Converting VBScript's InStr Function
Definition: Returns the position of the first occurrence of one string within another.
The InStr function is primarily used to determine whether a specific character or set of characters can be found in a string. In Windows PowerShell you can test for the existence of a substring by using the Contains() method. For example, here we assign the word wombat to a variable named $a, then use Contains() to determine whether or not the letter m appears anywhere in that string.
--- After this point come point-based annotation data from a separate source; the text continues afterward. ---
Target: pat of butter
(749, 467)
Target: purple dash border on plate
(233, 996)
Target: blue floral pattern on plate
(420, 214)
In turn, our True/False return value is stored in the variable $b:
$a = "wombat" $b = $a.contains("m")
When you run this command and then echo back the value of $b you should get the following:
What if we used this command:
$b = $a.contains("x")
That’s right: Windows PowerShell would report back False, because there is no x in wombat.
And no i in team.
Confession time: The InStr function is typically used to determine whether a specified substring exists in a parent string; most of the time script writers only care whether or not the substring can be found. Technically, though, InStr doesn’t return a Boolean value (that is, True/False); instead, it returns the character position of the first instance of the substring. If that’s what you’d really like to do you can use the IndexOf() method instead of the Contains()method. For example, consider these two lines of code:
$a = "wombat" $b = $a.indexof("m")
If you run these two lines of code and then echo back the value of $b, you’ll get back this:
Why? Because the letter m is found in the third character position in wombat. (Yes, we know. But the first character occupies position 0, meaning the second character occupies position 1 and the third character occupies position 2). If the letter m could not be found in the string then a -1 would be returned.